Saturday 3 March 2012

A Head for Figures?

I’ve been spending some time working through the British Government’s “Draft of Children’s Safeguarding Performance Information for Consultation” which was published in January and relates to England. A number of statistics surrounding child protection and related activity are proposed.

The consultation closes on the 16th April 2012, so there is still plenty of time to respond. I think doing so is a really important – although it is a somewhat technical issue – because if these ‘performance indicators’ are got wrong the child protection system, and those who work in it, could suffer the consequences for years ahead. 
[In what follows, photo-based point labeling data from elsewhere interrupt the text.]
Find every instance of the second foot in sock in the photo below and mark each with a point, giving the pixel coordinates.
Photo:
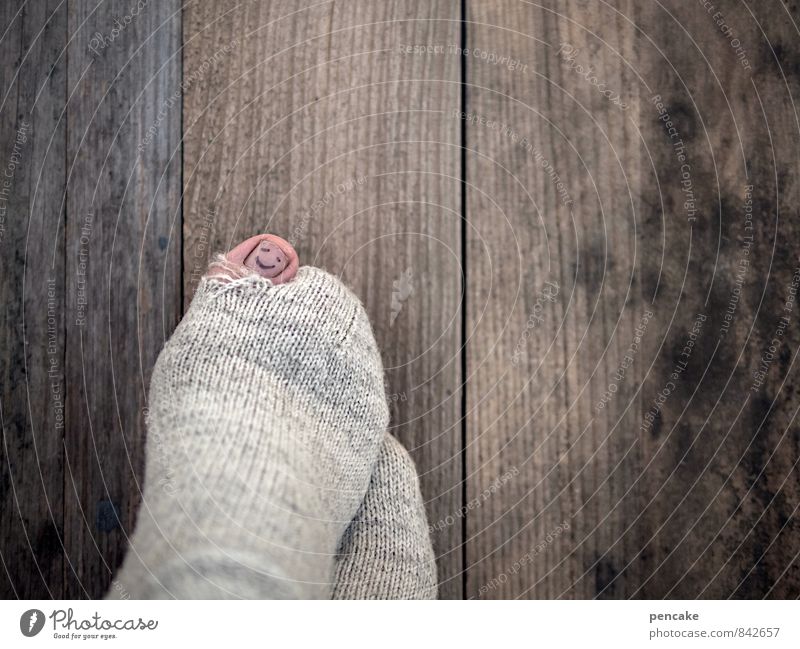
(386, 552)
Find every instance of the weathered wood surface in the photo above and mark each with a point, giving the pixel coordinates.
(32, 174)
(314, 121)
(123, 265)
(697, 498)
(309, 121)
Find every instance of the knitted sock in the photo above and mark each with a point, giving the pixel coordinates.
(267, 410)
(386, 552)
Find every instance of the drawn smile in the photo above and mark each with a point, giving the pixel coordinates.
(262, 266)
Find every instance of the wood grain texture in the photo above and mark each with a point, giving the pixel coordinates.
(628, 292)
(721, 491)
(698, 497)
(553, 300)
(32, 173)
(122, 264)
(309, 122)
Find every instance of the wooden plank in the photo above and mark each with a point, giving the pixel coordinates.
(32, 147)
(698, 497)
(722, 483)
(553, 299)
(122, 263)
(308, 121)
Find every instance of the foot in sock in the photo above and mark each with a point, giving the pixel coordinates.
(386, 551)
(266, 415)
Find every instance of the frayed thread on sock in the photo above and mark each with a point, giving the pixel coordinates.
(224, 270)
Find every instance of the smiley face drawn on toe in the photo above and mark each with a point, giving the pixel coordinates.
(268, 259)
(271, 256)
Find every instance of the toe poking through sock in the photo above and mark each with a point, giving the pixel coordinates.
(266, 255)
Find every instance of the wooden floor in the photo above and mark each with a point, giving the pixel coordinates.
(574, 225)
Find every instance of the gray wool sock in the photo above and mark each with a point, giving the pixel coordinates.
(386, 552)
(267, 411)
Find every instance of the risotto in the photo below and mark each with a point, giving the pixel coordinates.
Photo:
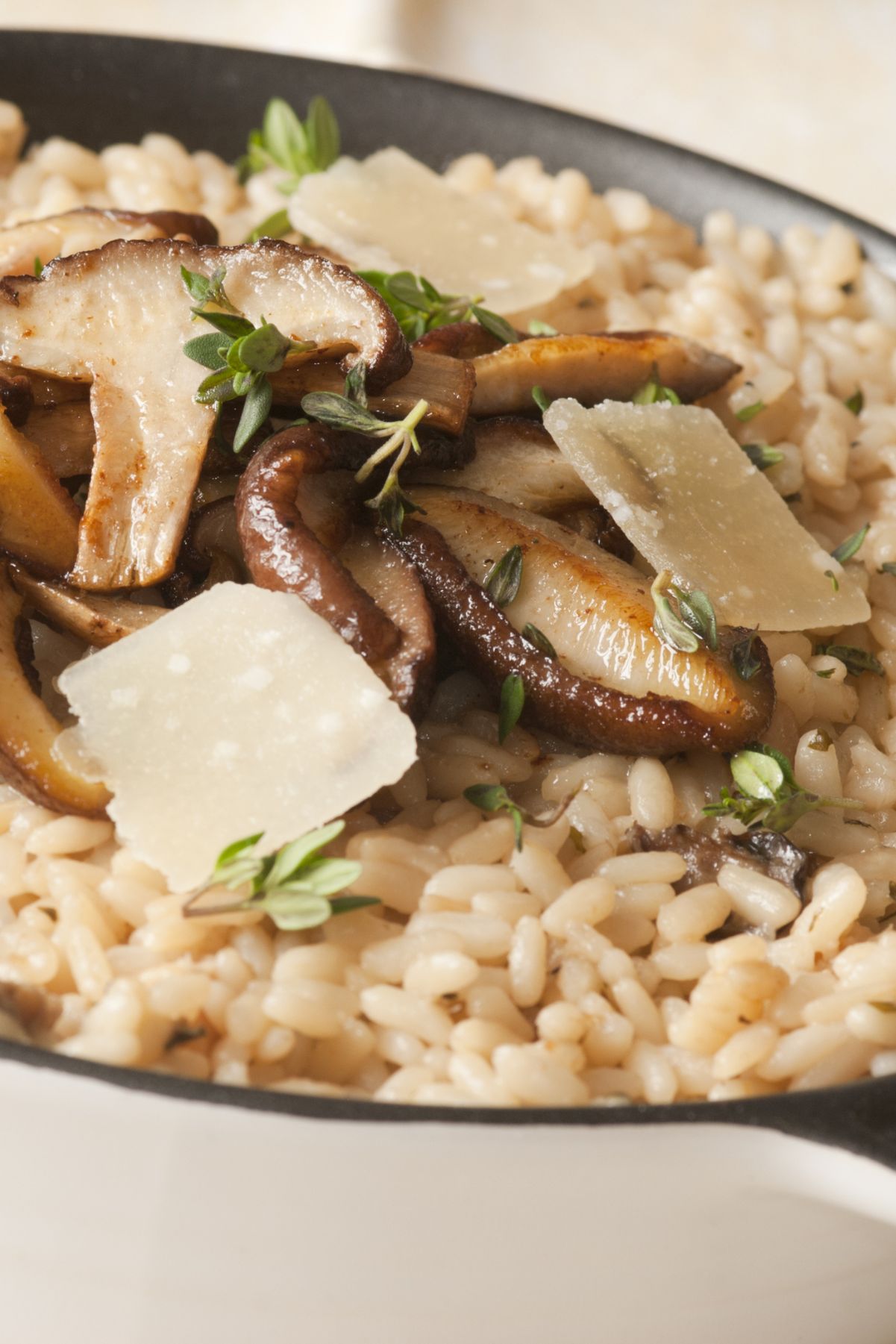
(554, 938)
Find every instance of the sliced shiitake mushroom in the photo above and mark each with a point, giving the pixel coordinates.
(93, 619)
(28, 730)
(592, 369)
(38, 519)
(85, 229)
(120, 317)
(614, 684)
(289, 533)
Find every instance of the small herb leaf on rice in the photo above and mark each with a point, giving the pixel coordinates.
(511, 704)
(654, 391)
(293, 886)
(504, 578)
(493, 797)
(766, 792)
(850, 546)
(295, 146)
(419, 308)
(855, 660)
(745, 660)
(763, 454)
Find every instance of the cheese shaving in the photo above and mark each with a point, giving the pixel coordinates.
(391, 213)
(241, 711)
(688, 498)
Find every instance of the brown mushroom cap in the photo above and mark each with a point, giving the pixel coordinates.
(614, 686)
(28, 730)
(592, 369)
(151, 433)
So if you have strong views, a talent for constructive criticism or some good ideas, I would strongly urge you to contribute to the consultation, which you can do by visiting the following http://www.education.gov.uk/consultations/index.cfm?action=consultationDetails&consultationId=1803&external=no&menu=1

It will take me sometime to prepare my response to this consultation in full, but my initial reactions are very mixed. I think that the Government has rightly accepted some of the suggestions made in the Munro Review, but  some odd additions and elaborations are being proposed, which begin to make the list look formidable. There is no point having lots of statistics if they do not relate clearly to what you want to achieve.
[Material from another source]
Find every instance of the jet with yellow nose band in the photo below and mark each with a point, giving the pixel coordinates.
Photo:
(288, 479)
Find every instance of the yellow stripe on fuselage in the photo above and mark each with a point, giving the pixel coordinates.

A deep and fundamental flaw in the whole presentation is the careless use of the word ‘performance’. In the first place there is no definition of whose performance is being referred to. And a lot of measures that are suggested do not measure any-one’s performance at all, such as the rate of violent and sexual offences against children, or the rate of attendance of children and young people at accident and emergency units for assaults, deliberate self harm and other accidents. It is vital to understand that these are important items of contextual information, but they are influenced by factors beyond any-one’s control, so they are not 'performance information'.

I think it would have helped greatly to have divided the whole lot up into four clearly demarcated areas:

  • Contextual information relevant to the demand for particular kinds of services at both national and local level
  • Information about inputs into locally based services, especially staffing
  • Information about the local operation itself based around quality, speed and cost
  • Information about outcomes, where this is available

I have also found the consultation document to be sloppily drafted. For example statistics are proposed about ‘newly qualified social worker posts’ (whatever they are?) when what is clearly intended is ‘the number of vacancies filled by newly qualified social workers’. And the authors also seem to have forgotten the word ‘children’s’ in front of the words ‘social workers’, because there is no point measuring lots to do with the health and morale of the adult social care workforce in an exercise devoted to understanding services to children.
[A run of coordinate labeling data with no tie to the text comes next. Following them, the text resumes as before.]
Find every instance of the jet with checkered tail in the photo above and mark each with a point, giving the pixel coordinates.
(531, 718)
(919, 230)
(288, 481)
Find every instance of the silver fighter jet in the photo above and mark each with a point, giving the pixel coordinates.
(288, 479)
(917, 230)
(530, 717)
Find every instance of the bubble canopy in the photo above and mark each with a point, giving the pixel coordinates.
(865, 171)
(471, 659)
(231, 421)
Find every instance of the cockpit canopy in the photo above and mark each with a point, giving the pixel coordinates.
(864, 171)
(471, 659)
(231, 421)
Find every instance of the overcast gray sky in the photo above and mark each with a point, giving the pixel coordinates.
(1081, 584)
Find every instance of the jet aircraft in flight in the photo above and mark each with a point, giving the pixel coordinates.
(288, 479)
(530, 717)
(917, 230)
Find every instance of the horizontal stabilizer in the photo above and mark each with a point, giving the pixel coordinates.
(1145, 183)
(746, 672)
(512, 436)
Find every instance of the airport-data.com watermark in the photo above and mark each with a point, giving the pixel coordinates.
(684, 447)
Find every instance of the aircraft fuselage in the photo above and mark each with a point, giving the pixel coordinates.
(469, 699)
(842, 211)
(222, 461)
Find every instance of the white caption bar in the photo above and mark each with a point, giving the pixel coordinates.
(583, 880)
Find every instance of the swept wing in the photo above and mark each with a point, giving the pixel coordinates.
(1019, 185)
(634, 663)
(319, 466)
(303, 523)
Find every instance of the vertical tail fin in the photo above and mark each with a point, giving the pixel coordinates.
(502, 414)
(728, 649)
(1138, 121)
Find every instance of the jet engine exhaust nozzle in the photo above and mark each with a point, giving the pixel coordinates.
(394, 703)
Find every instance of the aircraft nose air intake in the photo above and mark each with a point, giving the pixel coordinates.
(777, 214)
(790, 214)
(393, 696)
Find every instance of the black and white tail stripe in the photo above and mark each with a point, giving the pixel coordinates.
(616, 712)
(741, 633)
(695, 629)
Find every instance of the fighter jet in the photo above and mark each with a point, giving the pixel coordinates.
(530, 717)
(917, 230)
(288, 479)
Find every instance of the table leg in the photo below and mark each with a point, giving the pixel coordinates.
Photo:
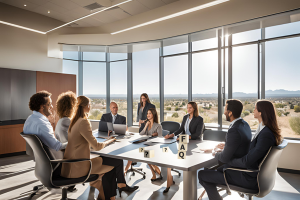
(189, 185)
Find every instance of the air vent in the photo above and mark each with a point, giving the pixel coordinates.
(93, 6)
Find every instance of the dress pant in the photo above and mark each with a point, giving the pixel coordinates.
(118, 167)
(209, 179)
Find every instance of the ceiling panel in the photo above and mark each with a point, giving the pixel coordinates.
(151, 4)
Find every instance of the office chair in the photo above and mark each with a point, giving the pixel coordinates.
(47, 170)
(171, 127)
(265, 177)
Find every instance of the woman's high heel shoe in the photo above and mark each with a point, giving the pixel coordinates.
(167, 189)
(127, 189)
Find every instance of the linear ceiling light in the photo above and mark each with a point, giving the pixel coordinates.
(22, 27)
(174, 15)
(89, 15)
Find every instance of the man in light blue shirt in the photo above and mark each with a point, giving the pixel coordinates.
(38, 124)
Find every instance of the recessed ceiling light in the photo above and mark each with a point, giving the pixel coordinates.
(174, 15)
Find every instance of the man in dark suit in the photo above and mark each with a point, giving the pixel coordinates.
(237, 143)
(113, 116)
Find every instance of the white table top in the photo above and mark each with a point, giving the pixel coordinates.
(128, 151)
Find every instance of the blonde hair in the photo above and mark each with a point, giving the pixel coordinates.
(82, 101)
Then there are the usual problems associated with ‘performance indicators’. I fear civil servants have still to come to terms with these difficulties. As long ago as 1966 Peter Blau*, an American expert on organisational behaviour, found that performance measures often result in behaviour that conflicts with organisational aims; employees are able to improve their performance on an indicator, while, and often as a result, organisational performance actually declines. Nearly 50 years later British civil servants still do not seem to have fully got the point!!

The dangers are perhaps greatest with indicators that measure the speed at which parts of the process are completed. Over the years there has been a pervasive failure to understand that speeding up a particular stage of a process may not result in speeding up the whole process; and in some circumstances may actually result in slowing it down. Processes run at the speed of the slowest bottleneck, so speeding up stages other than the bottleneck will have no positive effect, and, if resources are diverted away from the bottleneck, will slow the whole process down.

I will be publishing on this blog a summary of my full response to this consultation, so watch this space.


* Blau, P. M. The Dynamics of Bureaucracy, Chicago UP, 1966.